Maybe a Mozart, Maybe a Wagner who knows


----------



## Pugg

ifiwereu said:


> Hi guys,
> If you're very experienced with babies and music maybe you can chime in here. My 11 month year old boy sees me practicing a lot. Basically, he does what he sees me do. The challenge for me is he if he gets to begin banging his fingers against the keys, he will go on endlessly. If I pull him away, he screams and cries until my wife says let him play and I must give in to the tantrum. Happy wife, happy life! Are these early signs of a pianist?


He's just discovered a new method for attention, wouldn't think to much into it, next week it will be something else.
If he really is a musician and he's a 6 year old and still playing, I should take a teacher then.


----------



## ifiwereu

Ok Pugg...let's see how long this lasts! If it's really him then it'll stay!!


----------



## Nate Miller

at that age, there's no telling. 

I'd get a kids toy piano for him, because what he's doing is imitating you. My dad used to come home from work and read a book while mom made dinner. Mom tells me in the afternoons, I used to sit in dad's chair and hold a book, even though I couldn't read yet. Its just something that kids do.

but that isn't to say that he's not musical. He's just still really young


----------



## ifiwereu

Thanks Nate...folk at the church are already saying they can't wait to see him at the church piano...like his dad


----------



## Pugg

ifiwereu said:


> Ok Pugg...let's see how long this lasts!
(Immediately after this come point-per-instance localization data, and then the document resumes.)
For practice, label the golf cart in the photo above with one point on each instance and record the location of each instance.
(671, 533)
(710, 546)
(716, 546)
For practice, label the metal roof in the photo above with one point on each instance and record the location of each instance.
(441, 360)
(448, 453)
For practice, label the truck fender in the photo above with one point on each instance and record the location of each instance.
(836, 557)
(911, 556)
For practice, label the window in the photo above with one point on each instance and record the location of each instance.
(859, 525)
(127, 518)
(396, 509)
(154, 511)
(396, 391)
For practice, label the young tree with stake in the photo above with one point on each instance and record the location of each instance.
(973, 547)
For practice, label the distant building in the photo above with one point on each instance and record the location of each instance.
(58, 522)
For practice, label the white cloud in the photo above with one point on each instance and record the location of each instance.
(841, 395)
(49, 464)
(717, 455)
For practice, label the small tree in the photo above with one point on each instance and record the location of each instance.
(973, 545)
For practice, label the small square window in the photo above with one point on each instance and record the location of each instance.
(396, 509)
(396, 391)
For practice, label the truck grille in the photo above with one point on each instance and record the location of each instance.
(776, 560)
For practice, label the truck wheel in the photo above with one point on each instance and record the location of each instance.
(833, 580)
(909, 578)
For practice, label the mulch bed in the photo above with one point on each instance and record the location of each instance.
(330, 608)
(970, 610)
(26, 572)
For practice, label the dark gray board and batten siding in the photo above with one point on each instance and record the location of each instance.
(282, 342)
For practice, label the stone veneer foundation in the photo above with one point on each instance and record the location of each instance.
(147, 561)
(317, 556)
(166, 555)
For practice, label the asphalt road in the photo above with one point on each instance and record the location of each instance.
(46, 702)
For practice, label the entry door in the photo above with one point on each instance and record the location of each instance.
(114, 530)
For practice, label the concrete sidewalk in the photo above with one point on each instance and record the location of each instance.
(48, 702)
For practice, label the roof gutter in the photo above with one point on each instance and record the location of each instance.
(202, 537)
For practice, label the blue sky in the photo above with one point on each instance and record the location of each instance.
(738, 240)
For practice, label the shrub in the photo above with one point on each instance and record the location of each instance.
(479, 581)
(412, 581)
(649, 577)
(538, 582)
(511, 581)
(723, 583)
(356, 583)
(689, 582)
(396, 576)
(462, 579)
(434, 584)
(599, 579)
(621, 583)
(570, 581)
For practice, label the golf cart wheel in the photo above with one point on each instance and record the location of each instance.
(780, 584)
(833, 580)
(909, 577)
If it's really him then it'll stay!!


I did ask my mother yesterday, I was the same, always banging on the keyboard , the piano tuner has to come more then once in a year. I did start at in my teens learning, still take some lessons from time to time.


----------



## Animal the Drummer

Does your piano usually get tuned only once a year? Mine has always been tuned twice a year at least, and it's a Bechstein (upright) which doesn't lose its tuning easily.


----------



## Pugg

Animal the Drummer said:


> Does your piano usually get tuned only once a year? Mine has always been tuned twice a year at least, and it's a Bechstein (upright) which doesn't lose its tuning easily.


Mine is tuned also twice a year.
( The story above is from my toddler years )


----------